The problem is evaluators are only human. Half of them may not be wired to notice your errors and imperfections in desktop publishing or graphics, but the other half are. These evaluators will take offense at your alleged sloppiness and lack of attention to detail. They will make a leap and deduce that your proposal writers’ typos somehow are reflective of your future poor performance.
They may deem you untrustworthy when your graphics appear to be borrowed from several different proposals, and scuff if your paragraphs have unequal spacing. Subconsciously, they may decide that you are not particularly professional, educated, or don’t possess other virtues they believe someone they would do business with should exhibit.
So, no matter how hard you work, all your blood, sweat, and tears will not lead to contract award-unless you go through the steps of thoroughly polishing your proposal like a car enthusiast would a Corvette prior to a car show.
- The first step is to eschew grammar and spelling errors. This means editing your proposal multiple times in every possible way: electronically, in hard copy, on screen using a projector, and by reading out loud. Scrub, scrub, scrub-and when you are absolutely done scrubbing, scrub some more. Editing requires multiple passes, not just once prior to shipping. Every time you comb through the document, you will find only a certain percentage of errors. With each subsequent pass, you will find more.
- You also want to be consistent in the appearance of your graphics. All your proposal visuals have to have the same palette, shapes, and fonts. Consistency breeds trust, whereas having your graphics look like you “Frankensteined” your proposal piece by piece, will have just the opposite effect. You want the evaluators to trust you implicitly, so matching graphics is a worthwhile investment.
- Spend the time to lay out your proposal document properly. This means a clean look with equal paragraph and text spacing, matching fonts, bullets in a consistent format, all the graphics lining up correctly, no headings at the bottom of the page while the section starts at the next, and so on.
- Research shows that double-column and single-column layouts are equally readable if your proposal has graphics. If your customer hasn’t indicated a preference, it is easier to use a single-column format. If you have a complex layout with multiple sections or double-sided pages, a professional desktop publisher should help you with production. Government contractors rely on consultants or in-house desktop publishers to make proposals attractive.

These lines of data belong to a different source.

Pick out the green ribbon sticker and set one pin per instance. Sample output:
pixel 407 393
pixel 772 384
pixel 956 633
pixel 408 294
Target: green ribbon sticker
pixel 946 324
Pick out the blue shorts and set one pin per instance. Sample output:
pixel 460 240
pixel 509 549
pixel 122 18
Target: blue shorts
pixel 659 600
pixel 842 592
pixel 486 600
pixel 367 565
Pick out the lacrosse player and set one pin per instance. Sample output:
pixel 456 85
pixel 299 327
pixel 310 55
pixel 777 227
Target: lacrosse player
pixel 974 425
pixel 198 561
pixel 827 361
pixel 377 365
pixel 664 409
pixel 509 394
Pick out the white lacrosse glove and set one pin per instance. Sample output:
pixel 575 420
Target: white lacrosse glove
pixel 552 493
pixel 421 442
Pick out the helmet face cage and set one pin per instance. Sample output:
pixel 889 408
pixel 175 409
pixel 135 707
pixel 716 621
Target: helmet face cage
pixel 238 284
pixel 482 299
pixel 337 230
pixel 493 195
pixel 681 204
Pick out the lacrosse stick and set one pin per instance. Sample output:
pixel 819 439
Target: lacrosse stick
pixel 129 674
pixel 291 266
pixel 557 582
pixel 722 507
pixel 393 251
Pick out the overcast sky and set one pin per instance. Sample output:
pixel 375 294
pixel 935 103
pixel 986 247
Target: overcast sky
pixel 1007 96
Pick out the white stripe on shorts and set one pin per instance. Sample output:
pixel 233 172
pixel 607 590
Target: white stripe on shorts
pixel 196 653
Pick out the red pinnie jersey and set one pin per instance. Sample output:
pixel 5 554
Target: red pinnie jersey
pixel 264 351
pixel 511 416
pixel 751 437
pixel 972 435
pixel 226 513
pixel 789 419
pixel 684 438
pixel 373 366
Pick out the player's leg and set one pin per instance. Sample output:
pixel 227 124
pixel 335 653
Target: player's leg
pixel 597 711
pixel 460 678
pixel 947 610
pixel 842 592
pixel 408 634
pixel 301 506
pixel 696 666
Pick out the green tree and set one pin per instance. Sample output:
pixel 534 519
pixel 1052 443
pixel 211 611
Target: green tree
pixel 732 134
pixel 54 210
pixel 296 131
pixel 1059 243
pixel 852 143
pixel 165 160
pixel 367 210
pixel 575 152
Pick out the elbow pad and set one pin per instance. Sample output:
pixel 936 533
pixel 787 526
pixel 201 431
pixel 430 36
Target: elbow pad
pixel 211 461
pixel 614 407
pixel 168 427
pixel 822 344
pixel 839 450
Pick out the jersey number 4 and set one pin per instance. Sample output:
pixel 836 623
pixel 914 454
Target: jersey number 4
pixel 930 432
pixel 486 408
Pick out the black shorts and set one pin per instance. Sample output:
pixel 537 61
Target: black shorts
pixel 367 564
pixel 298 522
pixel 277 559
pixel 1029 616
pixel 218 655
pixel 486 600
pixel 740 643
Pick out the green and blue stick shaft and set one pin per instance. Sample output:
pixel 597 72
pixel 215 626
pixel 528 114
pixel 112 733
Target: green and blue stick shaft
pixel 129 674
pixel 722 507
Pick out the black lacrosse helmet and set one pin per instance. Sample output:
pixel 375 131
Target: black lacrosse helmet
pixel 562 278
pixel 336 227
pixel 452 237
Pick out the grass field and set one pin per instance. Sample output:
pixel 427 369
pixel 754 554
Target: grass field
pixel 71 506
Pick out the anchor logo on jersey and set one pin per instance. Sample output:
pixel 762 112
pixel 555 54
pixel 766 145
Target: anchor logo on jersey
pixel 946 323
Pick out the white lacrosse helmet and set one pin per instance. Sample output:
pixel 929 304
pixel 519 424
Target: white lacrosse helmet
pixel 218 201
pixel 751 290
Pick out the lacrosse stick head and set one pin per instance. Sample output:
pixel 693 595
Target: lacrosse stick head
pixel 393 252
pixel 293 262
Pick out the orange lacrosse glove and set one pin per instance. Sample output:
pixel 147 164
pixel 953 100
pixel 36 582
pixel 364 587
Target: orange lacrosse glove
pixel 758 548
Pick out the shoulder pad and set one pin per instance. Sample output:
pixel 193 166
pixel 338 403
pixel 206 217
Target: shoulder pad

- You also want to prepare a proper proposal cover. The cover images should be reflective of your customer, rather than your brand. It sends a subliminal message that you are customer-focused, understand them, and belong. When you are just starting out, it is forgivable to have a generic cover instead of an expensive custom cover for each proposal. As you grow, however, you should invest in having a graphic artist create a special cover for each large and highly contested pursuit-just as your competitors, no doubt, would do.
The competition for government contracts is steep, and in this budget-tight environment it is only going to get more competitive. Winning requires pulling all the stops and doing everything within your power to make your offers more compelling. Instead of letting errors and appearance flaws detract from your credibility, invest in polishing your proposal to engender instant trust.